C: Constitution gives the judicial branch the power to interpret the Constitution. But the Supreme Court doesn’t really have the final word because they don’t have the real power to enforce the rules.

Significance of the Marbury v. Madison case:

1. Creates the authority for judicial review of executive actions. Executive branch has discretion as to how to act and the Courts have the power to check on them.

2. It establishes that Article III is the ceiling of federal court jurisdiction. The precise holding is that Congress can’t expand the original jurisdiction of the Supreme Court. Article III provides maximum jurisdiction, and federal courts cannot grant jurisdiction by consent.

3. It establishes the authority for judicial review of legislative acts by allowing the Supreme Court to declare federal laws to be unconstitutional.

4. Marbury extended that The Supreme Court has the final word for interpreting the Constitution and that that states can’t individual interpret the Constitution.

Federal Judicial to Review State decision: States can’t individually interpret the Constitution (but can interpret the S. Ct. interpretation of the Cont.)

Martin v. Hunter’s Lessee (1816)

· Facts: US and England had a treaty that British citizens could own land in the US. Martin inherited land from a British citizen in Virginia. Hunter claims that Virginia had taken back the land before the treaty was passed, so the land belonged to Virginia and Martian couldn’t inherit it. Virginia held in Hunter’s favor and took land from Martin.

· R: U.S. Supreme Court has power to review state court ruling on federal laws (treaty). The Constitution allows the Supreme Court to review state court decisions, especially federal law because S.Ct. are in a better position to do so, there will be state prejudice or interest that might affect state ruling, and this will provide uniformity and continuity throughout the country. (structural arguments)

Cohens v. Virginia (1821)

· Facts: Two brothers were convicted in Virginia state court for selling District of Columbia lottery tickets in violation of Virginia law. Defendants seek review from US Supreme Court, VA argued (1) in general St. C. had not authority to review state court decisions, and (2) review is not allowed in criminal cases where state government is a party.

· R: Federal judicial power includes review of constitutionality of state criminal law. Marshall argue that state judges are dependent for office and salary on the will of the legislature and are not able to properly rule over protection of federal rights.

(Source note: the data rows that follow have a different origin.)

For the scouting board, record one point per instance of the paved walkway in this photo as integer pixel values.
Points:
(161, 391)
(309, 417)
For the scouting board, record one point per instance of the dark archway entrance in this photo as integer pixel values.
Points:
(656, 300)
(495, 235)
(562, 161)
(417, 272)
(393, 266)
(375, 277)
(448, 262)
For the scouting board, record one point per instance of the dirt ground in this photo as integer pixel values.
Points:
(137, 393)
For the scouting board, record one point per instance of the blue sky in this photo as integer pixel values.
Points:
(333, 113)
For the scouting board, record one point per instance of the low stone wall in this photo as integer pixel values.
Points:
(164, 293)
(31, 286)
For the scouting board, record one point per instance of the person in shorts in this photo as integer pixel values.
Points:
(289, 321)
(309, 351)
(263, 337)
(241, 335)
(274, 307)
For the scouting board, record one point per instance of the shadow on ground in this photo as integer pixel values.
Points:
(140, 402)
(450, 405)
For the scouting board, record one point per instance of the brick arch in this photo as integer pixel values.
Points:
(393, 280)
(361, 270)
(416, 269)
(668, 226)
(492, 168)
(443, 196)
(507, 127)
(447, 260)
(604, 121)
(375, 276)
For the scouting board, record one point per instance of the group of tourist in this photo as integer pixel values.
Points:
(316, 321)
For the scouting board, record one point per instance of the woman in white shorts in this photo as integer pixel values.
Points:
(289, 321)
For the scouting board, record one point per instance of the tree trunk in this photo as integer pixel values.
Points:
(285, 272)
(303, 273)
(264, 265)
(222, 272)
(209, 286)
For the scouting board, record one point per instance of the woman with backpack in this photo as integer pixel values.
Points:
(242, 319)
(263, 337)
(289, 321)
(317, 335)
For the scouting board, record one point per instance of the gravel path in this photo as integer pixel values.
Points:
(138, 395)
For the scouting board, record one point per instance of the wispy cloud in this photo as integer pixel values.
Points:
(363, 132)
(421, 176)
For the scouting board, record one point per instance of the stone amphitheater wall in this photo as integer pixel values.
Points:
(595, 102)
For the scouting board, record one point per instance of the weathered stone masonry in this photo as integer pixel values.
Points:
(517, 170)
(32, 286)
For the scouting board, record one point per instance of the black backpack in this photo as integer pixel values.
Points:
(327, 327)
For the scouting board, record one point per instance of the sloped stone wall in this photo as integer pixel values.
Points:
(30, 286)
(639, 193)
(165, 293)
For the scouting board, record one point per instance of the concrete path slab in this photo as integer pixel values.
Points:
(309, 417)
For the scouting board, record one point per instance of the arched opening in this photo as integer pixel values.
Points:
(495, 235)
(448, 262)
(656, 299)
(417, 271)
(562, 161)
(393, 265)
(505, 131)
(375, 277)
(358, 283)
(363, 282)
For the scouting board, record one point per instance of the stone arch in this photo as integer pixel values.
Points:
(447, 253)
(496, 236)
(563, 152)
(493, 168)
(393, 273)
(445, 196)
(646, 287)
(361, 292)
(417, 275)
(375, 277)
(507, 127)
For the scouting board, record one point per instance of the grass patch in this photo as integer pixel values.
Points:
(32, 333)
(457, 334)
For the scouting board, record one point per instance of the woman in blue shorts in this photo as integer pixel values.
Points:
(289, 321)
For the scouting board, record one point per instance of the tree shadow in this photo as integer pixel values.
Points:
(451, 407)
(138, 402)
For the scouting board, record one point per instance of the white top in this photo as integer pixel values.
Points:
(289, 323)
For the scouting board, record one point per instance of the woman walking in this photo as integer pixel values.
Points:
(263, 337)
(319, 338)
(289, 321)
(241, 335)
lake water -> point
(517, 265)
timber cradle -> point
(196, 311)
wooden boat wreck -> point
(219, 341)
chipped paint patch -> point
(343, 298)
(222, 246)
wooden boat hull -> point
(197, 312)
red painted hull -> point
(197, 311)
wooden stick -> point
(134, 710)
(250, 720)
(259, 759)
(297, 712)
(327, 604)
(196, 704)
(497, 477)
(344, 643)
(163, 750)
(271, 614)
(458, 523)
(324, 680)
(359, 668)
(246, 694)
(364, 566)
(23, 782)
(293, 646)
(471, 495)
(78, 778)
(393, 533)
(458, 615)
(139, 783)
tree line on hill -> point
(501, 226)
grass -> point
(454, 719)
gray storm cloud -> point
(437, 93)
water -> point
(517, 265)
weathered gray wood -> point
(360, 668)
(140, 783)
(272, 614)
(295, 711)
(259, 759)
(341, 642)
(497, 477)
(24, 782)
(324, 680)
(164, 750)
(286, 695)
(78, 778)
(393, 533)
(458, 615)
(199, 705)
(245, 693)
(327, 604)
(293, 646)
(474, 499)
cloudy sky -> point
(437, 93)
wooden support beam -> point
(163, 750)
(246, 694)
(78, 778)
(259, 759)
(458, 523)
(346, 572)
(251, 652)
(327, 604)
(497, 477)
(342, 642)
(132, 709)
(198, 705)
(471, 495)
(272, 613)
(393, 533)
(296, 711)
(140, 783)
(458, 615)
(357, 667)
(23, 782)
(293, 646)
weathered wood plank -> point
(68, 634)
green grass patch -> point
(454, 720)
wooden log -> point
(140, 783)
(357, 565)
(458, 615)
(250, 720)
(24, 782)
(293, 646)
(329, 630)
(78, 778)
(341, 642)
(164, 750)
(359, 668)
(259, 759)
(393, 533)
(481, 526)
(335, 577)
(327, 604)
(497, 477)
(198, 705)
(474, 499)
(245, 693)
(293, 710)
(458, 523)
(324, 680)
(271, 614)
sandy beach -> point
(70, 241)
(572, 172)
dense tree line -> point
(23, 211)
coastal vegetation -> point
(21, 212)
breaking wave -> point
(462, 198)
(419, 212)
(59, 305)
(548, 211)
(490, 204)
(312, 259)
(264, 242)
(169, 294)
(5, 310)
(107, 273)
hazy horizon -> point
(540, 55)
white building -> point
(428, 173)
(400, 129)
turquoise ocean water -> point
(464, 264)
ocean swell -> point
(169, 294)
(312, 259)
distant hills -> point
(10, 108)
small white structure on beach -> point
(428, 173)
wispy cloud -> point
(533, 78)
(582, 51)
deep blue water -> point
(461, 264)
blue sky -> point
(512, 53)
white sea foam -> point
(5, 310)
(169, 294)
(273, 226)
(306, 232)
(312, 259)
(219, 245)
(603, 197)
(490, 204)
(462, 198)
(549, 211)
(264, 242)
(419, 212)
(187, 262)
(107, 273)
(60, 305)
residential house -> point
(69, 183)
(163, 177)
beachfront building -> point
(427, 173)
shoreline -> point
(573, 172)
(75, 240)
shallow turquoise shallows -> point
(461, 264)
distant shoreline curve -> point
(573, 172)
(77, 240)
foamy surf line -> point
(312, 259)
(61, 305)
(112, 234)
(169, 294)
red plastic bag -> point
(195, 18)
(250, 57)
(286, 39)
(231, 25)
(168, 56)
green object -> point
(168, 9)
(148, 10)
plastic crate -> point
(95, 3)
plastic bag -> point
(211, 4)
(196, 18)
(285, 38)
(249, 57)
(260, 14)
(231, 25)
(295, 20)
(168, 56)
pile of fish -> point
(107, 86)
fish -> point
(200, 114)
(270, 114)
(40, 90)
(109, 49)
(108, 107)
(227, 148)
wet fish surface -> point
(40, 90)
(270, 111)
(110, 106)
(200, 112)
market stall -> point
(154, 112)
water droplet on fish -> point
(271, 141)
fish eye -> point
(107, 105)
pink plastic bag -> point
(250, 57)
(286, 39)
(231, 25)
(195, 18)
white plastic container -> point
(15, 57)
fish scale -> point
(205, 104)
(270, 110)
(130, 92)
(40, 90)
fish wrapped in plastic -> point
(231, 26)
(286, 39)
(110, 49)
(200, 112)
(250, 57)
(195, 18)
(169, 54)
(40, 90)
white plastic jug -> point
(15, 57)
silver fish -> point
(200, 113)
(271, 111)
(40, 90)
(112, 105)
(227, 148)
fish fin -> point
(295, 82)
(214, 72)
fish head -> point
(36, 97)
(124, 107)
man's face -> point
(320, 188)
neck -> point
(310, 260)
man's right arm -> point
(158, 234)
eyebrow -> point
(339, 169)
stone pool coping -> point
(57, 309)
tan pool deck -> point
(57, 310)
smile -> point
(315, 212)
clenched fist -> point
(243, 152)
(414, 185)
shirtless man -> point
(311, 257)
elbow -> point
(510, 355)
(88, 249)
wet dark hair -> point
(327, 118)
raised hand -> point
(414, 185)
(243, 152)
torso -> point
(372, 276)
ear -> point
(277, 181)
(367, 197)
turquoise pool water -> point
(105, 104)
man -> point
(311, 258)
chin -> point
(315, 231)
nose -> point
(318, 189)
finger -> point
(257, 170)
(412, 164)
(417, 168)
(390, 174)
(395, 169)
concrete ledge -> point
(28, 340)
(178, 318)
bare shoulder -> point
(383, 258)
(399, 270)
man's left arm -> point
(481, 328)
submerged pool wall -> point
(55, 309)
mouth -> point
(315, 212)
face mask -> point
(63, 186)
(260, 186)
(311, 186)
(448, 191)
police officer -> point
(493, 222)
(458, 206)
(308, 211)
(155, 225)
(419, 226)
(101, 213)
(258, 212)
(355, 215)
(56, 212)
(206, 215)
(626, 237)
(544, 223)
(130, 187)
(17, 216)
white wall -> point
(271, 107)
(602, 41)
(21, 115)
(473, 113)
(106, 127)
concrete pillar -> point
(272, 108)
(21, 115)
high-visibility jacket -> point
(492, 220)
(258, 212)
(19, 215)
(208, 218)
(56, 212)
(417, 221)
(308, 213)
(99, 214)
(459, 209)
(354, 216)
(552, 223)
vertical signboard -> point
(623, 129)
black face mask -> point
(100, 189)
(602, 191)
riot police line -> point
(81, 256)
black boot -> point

Criminal defendants can seek St. C. review whether their conviction violates US Constitution. Reaffirms St. C. authority to review state court judgments. (structural arguments)

Cooper v. Aaron (1958)

· Facts: Little Rock, Ark. school desegregation. State refusal to comply with Brown v. Bd. of Ed.

· I: Do Federal Courts have the power to override state court interpretations of 14th Amendment Equal Protection Rights? Yes.

· R: The decision of S. Ct. are binding to the State.

· A: Structural arguments: State versus Federal Court interpretation of Constitution? Federal court wins

· Arkansas is a state and must support the Constitution. Arkansas may not act in contradiction of the Constitution. To be a country there must be uniformity hence the federal courts should have the power to interpret the federal constitution to preserve uniformity and continuity. Federal court can step in and assert control over the state courts.

· Textural argument: States agreed to be bind by the preamble (“we the people…”). Article VI (Supremacy Clause) makes the Constitution ‘the supreme law of the land’… Marbury v. Madison… declare the basic principle that the federal judiciary is supreme in the exposition of the law of the Constitution…Every state legislator and executive and judicial officer is solemnly committed by oath “to support this Constitution.”

· C: Yes federal court has the power to overrule state court interpretation of the 14th Amend.